Calculate an estimate of true prevalence from apparent prevalence, and uncertain estimates of test sensitivity and test specificity, using one of 3 methods.
Usage
true_prevalence(
pos_obs,
n_obs,
false_pos_controls = NULL,
n_controls = NULL,
false_neg_diseased = NULL,
n_diseased = NULL,
confint = 0.95,
method = c("lang-reiczigel", "rogan-gladen", "bayes"),
...,
spec = NULL,
sens = NULL
)
Arguments
- pos_obs
the number of positive observations for a given test
- n_obs
the number of observations for a given test
- false_pos_controls
the number of positives that appeared in the specificity disease-free control group. These are by definition false positives. This is (1-specificity)*n_controls
- n_controls
the number of controls in the specificity disease-free control group.
- false_neg_diseased
the number of negatives that appeared in the sensitivity confirmed disease group. These are by definition false negatives.

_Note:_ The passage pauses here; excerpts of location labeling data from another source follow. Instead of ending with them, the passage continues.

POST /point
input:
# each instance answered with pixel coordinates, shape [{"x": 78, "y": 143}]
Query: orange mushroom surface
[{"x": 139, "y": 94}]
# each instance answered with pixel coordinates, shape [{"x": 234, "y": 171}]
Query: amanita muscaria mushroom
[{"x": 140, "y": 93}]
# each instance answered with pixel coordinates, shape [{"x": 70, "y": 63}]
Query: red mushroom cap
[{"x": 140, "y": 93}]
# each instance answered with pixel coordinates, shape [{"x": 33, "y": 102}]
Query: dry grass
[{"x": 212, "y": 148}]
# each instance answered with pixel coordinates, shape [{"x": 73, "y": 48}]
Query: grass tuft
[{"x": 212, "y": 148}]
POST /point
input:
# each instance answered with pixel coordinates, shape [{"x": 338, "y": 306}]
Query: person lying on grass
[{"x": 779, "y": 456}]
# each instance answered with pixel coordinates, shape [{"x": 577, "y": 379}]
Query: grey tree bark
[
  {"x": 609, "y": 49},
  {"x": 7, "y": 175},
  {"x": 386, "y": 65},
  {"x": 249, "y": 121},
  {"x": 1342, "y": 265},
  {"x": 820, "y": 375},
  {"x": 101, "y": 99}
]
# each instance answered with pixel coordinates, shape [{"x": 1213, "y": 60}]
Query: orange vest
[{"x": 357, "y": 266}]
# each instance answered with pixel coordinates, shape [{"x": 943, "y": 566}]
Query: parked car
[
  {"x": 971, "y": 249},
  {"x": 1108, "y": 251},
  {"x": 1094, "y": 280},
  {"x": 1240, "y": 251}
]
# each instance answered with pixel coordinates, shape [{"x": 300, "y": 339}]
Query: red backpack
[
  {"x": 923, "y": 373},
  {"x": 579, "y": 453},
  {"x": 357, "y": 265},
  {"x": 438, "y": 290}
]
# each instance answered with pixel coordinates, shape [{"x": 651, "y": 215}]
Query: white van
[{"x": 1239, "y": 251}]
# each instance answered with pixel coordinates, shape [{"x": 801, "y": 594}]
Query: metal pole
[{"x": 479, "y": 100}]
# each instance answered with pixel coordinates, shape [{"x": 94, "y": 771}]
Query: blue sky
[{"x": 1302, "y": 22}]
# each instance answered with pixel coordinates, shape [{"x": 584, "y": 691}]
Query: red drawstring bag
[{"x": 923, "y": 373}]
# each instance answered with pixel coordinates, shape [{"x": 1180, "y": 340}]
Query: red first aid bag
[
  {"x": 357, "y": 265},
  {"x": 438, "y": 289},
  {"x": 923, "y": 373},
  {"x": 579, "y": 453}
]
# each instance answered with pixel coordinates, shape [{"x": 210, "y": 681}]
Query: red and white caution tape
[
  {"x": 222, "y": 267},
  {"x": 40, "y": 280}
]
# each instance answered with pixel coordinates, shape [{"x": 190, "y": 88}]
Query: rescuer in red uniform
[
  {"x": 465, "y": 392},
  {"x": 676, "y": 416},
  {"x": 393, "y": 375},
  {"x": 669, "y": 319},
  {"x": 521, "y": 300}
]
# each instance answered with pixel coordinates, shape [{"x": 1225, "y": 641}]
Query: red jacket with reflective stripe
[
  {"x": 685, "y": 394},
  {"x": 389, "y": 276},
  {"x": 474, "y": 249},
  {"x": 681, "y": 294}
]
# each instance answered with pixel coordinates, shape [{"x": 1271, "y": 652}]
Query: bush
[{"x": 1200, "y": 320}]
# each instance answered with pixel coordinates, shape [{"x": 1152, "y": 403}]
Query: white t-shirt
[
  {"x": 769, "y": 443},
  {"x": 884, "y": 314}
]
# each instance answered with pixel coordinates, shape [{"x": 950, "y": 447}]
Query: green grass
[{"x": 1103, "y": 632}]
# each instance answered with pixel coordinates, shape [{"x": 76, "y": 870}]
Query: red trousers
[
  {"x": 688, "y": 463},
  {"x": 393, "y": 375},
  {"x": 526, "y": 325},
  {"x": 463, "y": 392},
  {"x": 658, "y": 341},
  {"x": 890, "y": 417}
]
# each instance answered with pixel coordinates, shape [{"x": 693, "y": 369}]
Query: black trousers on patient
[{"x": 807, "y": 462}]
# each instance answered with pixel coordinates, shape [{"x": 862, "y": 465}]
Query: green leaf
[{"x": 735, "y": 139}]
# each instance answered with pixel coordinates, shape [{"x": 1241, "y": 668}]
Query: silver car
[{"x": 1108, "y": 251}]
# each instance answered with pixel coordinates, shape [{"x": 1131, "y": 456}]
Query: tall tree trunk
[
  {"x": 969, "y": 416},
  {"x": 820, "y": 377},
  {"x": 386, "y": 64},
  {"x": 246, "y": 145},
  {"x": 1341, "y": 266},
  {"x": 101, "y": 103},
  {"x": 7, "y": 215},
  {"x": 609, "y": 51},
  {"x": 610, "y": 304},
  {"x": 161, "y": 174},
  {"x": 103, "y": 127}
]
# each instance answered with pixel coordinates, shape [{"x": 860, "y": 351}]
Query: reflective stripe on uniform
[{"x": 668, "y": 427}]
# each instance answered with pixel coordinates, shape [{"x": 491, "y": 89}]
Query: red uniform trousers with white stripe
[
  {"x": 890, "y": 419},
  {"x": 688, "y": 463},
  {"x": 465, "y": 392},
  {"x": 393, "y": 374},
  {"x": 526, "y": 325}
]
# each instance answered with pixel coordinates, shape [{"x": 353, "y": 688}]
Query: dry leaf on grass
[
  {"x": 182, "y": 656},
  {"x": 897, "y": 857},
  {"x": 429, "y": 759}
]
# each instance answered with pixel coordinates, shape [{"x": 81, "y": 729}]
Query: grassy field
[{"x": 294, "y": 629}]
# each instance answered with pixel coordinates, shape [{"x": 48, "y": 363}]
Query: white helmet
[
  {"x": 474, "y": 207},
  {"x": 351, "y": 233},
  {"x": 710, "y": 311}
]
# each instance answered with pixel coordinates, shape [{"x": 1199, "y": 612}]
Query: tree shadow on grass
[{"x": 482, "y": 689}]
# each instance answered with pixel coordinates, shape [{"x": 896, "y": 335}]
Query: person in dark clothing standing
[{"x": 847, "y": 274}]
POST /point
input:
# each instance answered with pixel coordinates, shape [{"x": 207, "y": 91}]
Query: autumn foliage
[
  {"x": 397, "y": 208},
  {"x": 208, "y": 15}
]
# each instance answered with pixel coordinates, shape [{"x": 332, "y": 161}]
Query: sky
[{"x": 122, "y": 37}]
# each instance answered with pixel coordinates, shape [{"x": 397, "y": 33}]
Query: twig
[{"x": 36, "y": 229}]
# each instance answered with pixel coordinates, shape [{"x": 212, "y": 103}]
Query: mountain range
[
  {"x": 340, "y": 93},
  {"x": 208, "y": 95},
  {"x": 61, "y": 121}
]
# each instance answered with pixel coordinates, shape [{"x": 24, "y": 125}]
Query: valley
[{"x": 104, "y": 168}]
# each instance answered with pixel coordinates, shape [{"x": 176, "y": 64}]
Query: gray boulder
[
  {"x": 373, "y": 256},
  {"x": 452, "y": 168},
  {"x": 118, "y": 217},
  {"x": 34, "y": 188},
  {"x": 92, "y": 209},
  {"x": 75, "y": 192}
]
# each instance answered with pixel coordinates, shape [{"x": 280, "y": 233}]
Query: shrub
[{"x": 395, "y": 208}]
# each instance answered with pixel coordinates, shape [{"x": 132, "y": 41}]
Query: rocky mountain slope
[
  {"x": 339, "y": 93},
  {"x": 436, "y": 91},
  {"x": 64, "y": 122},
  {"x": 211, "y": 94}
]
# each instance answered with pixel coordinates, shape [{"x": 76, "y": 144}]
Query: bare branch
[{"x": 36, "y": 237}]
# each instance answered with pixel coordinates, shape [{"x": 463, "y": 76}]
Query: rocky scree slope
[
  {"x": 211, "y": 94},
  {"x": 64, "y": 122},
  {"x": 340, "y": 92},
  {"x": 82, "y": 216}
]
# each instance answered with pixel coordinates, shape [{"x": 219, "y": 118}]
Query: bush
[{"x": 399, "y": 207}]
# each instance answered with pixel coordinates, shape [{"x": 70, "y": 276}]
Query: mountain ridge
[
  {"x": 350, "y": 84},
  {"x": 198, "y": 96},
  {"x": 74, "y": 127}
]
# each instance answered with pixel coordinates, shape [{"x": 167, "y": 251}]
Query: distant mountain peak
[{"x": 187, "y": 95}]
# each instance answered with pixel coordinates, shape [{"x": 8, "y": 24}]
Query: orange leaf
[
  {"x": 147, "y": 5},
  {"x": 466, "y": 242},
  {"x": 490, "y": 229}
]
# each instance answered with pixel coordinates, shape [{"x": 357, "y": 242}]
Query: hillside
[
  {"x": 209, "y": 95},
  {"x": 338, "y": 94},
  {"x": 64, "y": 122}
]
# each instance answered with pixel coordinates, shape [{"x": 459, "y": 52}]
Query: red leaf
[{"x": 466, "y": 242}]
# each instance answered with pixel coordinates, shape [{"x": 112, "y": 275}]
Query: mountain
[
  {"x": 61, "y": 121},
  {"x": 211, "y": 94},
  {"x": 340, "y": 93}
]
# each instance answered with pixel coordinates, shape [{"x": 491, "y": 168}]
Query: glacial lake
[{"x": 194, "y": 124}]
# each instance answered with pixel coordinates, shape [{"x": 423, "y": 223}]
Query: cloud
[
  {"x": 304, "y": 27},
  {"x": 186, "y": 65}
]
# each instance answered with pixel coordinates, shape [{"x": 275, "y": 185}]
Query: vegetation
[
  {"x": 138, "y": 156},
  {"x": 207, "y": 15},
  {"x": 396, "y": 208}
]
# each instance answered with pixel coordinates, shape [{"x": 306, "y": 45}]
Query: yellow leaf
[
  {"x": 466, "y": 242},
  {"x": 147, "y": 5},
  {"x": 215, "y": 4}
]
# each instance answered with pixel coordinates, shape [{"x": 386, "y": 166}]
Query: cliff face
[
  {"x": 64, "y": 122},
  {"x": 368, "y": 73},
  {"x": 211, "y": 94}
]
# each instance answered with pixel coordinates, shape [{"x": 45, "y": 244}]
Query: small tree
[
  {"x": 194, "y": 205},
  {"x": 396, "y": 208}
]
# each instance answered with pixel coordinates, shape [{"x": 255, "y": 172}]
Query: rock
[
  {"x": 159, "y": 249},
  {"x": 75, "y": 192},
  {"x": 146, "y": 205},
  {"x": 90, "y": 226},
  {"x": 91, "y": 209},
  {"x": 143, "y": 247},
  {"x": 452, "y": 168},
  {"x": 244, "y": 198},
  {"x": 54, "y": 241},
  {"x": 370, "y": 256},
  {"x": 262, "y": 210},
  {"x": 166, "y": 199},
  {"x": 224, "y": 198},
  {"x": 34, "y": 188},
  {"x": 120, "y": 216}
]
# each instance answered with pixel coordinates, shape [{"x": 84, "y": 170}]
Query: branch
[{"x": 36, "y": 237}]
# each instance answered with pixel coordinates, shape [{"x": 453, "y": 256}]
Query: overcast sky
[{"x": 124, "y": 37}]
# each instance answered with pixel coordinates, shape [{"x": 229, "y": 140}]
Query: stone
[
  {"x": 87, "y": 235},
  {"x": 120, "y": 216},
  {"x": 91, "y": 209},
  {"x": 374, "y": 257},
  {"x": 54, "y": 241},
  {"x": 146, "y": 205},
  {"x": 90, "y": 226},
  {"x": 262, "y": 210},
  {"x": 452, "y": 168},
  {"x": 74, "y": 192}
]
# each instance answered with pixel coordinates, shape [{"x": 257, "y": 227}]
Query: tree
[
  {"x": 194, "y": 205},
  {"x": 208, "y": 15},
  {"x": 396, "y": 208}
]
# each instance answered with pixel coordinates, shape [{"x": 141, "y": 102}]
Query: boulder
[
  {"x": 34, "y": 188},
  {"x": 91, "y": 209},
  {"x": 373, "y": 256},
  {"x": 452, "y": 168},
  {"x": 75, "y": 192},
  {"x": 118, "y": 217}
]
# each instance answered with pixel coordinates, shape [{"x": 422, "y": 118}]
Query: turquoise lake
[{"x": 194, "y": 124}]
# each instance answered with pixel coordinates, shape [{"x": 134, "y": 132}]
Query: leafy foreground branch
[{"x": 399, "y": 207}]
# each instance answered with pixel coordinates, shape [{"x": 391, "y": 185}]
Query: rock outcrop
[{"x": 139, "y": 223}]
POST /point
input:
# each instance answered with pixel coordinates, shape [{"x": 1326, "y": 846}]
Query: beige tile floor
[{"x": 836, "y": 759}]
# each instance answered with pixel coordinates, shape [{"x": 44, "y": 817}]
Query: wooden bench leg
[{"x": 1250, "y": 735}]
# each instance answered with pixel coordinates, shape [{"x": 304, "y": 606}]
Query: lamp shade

This is (1-sensitivity)*n_diseased
- n_diseased
the number of confirmed disease cases in the sensitivity control group.
- confint
confidence interval limits
- method
one of:
"lang-reiczigel": Frequentist confidence limits: see
prevalence_lang_reiczigel()
"rogan-gladen": Rogan gladen incorporating uncertainty with resampling: see
uncertain_rogan_gladen()
"bayes": Bayesian analysis: see
bayesian_component_simpler_model()
- ...
Arguments passed on to
uncertain_rogan_gladen
samples
number fo random draws of sensitivity and specificity
fmt
a
sprintf
formatting string accepting 3 numbersseed
set seed for reproducibility
- spec
the prior specificity of the test as a
beta_dist
.- sens
the prior sensitivity of the test as a
beta_dist
.
Value
A dataframe containing the following columns:
test (character) - the name of the test or panel
prevalence.lower (numeric) - the lower estimate
prevalence.median (numeric) - the median estimate
prevalence.upper (numeric) - the upper estimate
prevalence.method (character) - the method of estimation
prevalence.label (character) - a fomatted label of the true prevalence estimate with CI
Ungrouped.
No default value.
Examples
true_prevalence(c(1:50), 200, 2, 800, 25, 75)
#> # A tibble: 50 × 15
#> prevalence.lower prevalence.median prevalence.upper prevalence.method
#> <dbl> <dbl> <dbl> <chr>
#> 1 0 0.00373 0.0420 lang-reiczigel
#> 2 0 0.0112 0.0534 lang-reiczigel
#> 3 0 0.0188 0.0644 lang-reiczigel
#> 4 0.00313 0.0263 0.0751 lang-reiczigel
#> 5 0.00787 0.0338 0.0856 lang-reiczigel
#> 6 0.0128 0.0413 0.0959 lang-reiczigel
#> 7 0.0179 0.0488 0.106 lang-reiczigel
#> 8 0.0231 0.0564 0.116 lang-reiczigel
#> 9 0.0284 0.0639 0.126 lang-reiczigel
#> 10 0.0338 0.0714 0.136 lang-reiczigel
#> # ℹ 40 more rows
#> # ℹ 11 more variables: prevalence.label <chr>, spec.median <dbl>,
#> # spec.lower <dbl>, spec.upper <dbl>, spec.label <chr>, sens.median <dbl>,
#> # sens.lower <dbl>, sens.upper <dbl>, sens.label <chr>, pos_obs <int>,
#> # n_obs <dbl>
true_prevalence(c(1:10)*2, 200, 25, 800, 1, 6, method="rogan-gladen")
#> # A tibble: 10 × 15
#> prevalence.median prevalence.lower prevalence.upper prevalence.label
#> <dbl> <dbl> <dbl> <chr>
#> 1 0 0 0 0.00% [0.00% — 0.00%]
#> 2 0 0 0 0.00% [0.00% — 0.00%]
#> 3 0 0 0.0127 0.00% [0.00% — 1.27%]
#> 4 0.0117 0 0.0288 1.17% [0.00% — 2.88%]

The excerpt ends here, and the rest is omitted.